A Republic of Singapore Air Force (RSAF) trainee was injured when the plane he was in crash landed on a runway in Florida on Monday morning.
Lieutenant Ephraim Lu ZhenYang, 31, who is in the US for a Weapon Systems Officer (Fighter) Course, was on a routine flight in the back seat of a two-seater jet trainer piloted by a US Navy instructor when it crash landed.
Both crew members were injured in the landing on the runway at the Naval Air Station Pensacola at 10.30am (US Eastern Time, 12.30am Singapore time.
Lt Lu suffered fractures in his ribs and left arm, but is conscious and in a stable condition. The pilot's injuries were not disclosed.
A Mindef spokesman said that Lt Lu is undergoing treatment at a local hospital and the RSAF is assisting his family.
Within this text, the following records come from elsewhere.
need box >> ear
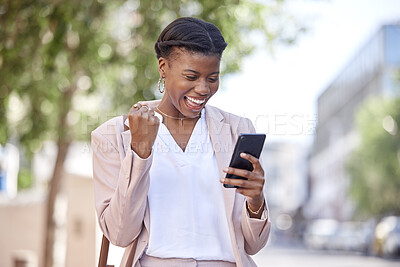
[158,57,168,78]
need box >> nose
[194,80,211,96]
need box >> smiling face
[158,48,220,118]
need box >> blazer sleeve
[92,130,152,247]
[241,119,271,255]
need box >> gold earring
[158,78,165,94]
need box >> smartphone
[224,134,265,188]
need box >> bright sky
[210,0,400,144]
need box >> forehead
[168,48,220,72]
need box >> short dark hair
[154,17,228,58]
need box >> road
[253,246,400,267]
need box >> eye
[208,77,219,83]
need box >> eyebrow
[184,69,219,75]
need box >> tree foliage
[347,98,400,217]
[0,0,302,151]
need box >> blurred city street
[253,245,400,267]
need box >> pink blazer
[92,101,271,267]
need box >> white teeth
[187,96,206,105]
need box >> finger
[220,178,249,188]
[240,153,264,173]
[148,109,156,117]
[129,103,142,113]
[222,167,253,179]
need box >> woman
[92,18,270,267]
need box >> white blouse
[146,109,235,262]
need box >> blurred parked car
[303,219,339,249]
[373,216,400,257]
[328,221,374,254]
[304,219,375,253]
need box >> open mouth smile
[184,96,207,111]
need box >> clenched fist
[128,103,159,159]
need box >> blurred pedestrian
[92,17,270,267]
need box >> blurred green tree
[0,0,304,267]
[347,97,400,217]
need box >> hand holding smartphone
[224,134,265,188]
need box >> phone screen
[224,134,265,188]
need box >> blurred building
[261,142,308,213]
[0,143,101,267]
[307,24,400,220]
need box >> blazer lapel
[206,106,236,223]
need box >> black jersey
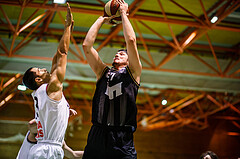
[92,66,139,128]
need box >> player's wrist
[27,133,37,143]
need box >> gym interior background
[0,0,240,159]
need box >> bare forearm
[120,11,136,44]
[58,26,71,54]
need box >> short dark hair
[22,67,39,90]
[118,49,128,54]
[200,151,219,159]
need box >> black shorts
[83,125,137,159]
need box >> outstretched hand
[99,15,116,25]
[117,0,128,13]
[65,3,74,30]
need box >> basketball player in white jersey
[16,118,83,159]
[23,4,73,159]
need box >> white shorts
[28,143,64,159]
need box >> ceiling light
[211,16,218,23]
[162,99,167,105]
[53,0,66,4]
[18,85,27,91]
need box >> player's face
[113,51,128,65]
[31,67,51,83]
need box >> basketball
[104,0,122,24]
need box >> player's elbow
[126,36,136,44]
[82,41,92,53]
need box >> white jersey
[16,131,36,159]
[32,84,69,146]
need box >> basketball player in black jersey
[83,0,142,159]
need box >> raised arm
[117,0,142,83]
[82,16,108,79]
[47,3,73,100]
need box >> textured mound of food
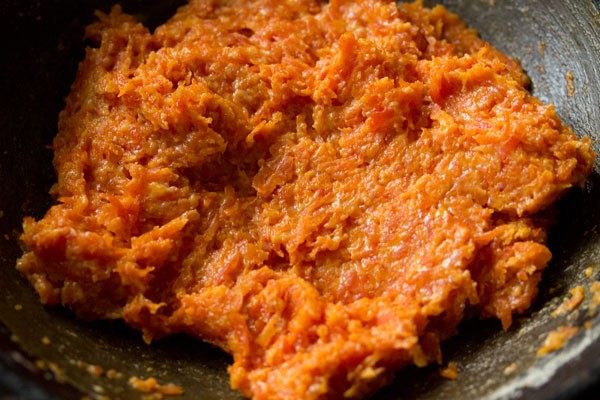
[18,0,594,399]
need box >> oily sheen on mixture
[18,0,594,400]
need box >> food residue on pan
[565,71,575,97]
[18,0,594,400]
[583,267,594,278]
[502,363,519,375]
[537,326,579,357]
[440,362,458,380]
[551,286,585,317]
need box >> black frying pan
[0,0,600,400]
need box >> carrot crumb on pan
[537,326,579,357]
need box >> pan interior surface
[0,0,600,400]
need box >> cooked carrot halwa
[18,0,594,400]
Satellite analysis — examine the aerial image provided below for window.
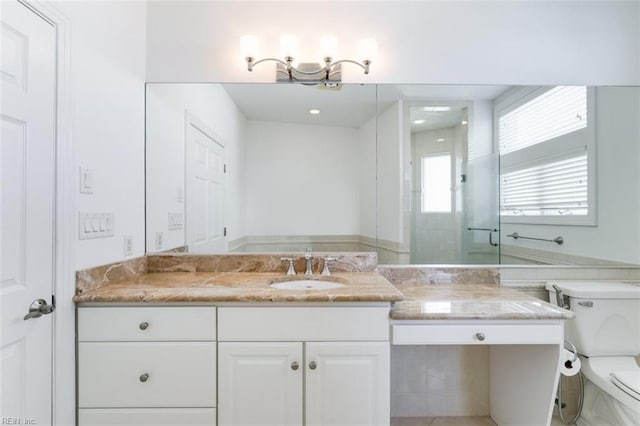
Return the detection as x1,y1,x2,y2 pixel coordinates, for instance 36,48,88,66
499,86,587,155
422,154,451,213
500,153,588,216
495,86,595,225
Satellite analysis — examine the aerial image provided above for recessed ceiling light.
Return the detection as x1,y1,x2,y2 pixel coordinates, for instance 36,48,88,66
420,106,451,112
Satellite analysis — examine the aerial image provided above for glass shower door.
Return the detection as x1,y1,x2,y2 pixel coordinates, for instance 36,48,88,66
462,154,500,265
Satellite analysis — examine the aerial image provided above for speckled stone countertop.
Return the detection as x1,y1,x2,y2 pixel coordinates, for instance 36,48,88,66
391,282,574,320
73,272,402,303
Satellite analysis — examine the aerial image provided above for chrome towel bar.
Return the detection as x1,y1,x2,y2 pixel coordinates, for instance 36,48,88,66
507,232,564,246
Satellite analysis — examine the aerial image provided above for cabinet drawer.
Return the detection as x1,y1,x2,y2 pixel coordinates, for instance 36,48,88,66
78,342,216,408
78,306,216,342
78,408,216,426
391,323,563,345
218,307,389,342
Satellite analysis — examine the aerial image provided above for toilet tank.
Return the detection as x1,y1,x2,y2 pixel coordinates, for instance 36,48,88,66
547,281,640,356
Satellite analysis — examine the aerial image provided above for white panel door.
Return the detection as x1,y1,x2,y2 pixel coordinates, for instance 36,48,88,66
185,114,226,253
218,342,304,426
305,342,390,426
0,1,56,425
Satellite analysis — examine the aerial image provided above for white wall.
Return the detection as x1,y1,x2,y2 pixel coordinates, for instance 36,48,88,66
501,87,640,264
54,1,147,269
147,1,640,85
357,117,377,240
246,121,359,236
146,84,245,251
377,101,404,243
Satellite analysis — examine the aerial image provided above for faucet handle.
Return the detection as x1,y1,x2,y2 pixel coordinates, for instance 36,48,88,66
322,256,338,275
280,257,296,275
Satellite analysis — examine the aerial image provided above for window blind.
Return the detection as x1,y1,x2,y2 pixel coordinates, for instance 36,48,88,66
500,153,589,216
498,86,587,155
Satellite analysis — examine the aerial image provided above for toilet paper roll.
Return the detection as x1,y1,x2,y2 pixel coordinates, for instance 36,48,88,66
560,349,581,376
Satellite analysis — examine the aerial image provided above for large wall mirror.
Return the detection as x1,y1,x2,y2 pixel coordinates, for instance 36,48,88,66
146,84,640,265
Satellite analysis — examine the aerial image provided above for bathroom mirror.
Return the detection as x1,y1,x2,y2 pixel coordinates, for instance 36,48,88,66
146,84,640,265
146,84,376,253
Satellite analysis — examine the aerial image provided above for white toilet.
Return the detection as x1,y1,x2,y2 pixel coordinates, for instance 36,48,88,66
547,281,640,426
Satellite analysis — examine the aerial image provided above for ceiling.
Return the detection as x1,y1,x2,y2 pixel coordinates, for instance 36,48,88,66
223,83,508,131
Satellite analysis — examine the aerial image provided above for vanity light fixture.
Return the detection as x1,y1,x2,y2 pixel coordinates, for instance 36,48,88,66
240,34,378,84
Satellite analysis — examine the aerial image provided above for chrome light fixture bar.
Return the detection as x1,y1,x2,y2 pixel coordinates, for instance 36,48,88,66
240,36,377,84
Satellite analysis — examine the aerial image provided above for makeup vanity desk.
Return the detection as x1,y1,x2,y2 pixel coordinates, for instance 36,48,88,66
391,283,573,425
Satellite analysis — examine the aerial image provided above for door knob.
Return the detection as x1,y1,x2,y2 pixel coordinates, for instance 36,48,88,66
24,296,56,320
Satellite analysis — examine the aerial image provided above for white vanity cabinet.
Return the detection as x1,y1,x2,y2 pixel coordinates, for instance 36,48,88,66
218,306,390,426
78,306,217,426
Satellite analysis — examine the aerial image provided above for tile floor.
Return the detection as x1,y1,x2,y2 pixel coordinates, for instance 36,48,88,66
391,416,496,426
391,416,564,426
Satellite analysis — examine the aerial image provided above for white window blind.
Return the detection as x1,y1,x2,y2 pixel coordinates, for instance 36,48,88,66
498,86,587,155
500,151,588,216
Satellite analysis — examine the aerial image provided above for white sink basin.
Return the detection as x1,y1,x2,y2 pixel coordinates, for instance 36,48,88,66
269,280,344,290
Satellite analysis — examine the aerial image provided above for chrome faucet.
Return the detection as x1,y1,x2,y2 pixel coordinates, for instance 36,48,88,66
304,248,313,275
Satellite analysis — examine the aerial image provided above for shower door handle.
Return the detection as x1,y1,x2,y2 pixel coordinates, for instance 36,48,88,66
467,228,500,247
489,228,499,247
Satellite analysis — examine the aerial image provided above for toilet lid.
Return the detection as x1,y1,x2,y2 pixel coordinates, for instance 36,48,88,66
611,369,640,400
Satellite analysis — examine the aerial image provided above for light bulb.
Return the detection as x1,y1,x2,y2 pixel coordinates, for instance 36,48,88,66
240,34,259,58
280,34,298,58
360,38,378,62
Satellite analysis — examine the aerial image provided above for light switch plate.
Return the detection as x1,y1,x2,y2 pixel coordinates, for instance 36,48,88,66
156,232,164,250
124,235,133,256
169,213,184,231
78,212,115,240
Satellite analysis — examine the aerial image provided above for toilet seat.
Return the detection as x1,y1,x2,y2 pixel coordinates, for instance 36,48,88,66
611,368,640,401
The cause of the crash is being investigated by the US Navy, the spokesman said.
Navy Lt John Supple, a US Chief of Naval Air Training Command spokesman, told local reporters he could not speculate on whether the crash was the result of mechanical error or human error.
All training operations at the airfield were temporarily halted after the incident, reported local newspaper Pensacola News Journal.
The plane, a T-45C Goshawk, is a US$22 million (S$27.3 million) jet trainer first developed by Boeing in 1997. It is used to train US Navy pilots and flight officers.
While it is not known what caused the plane to crash, the fact that they landed on the runway probably made a huge difference.
A Singapore Youth Flying Club instructor with more than 30 years of flight experience in both jet and propeller aircraft said that for a pilot, the lack of landing options is the one of the most dangerous part of forced landing.
There are proper procedures that a pilot must know, he said.
He said: "The pilot must first try to identify and mitigate the problem, but when that fails, he must make a distress call and quickly find a suitable place to land, such as a runway or a highway road."
"Practising how to handle crash landings are an important requirement for any pilot," he said.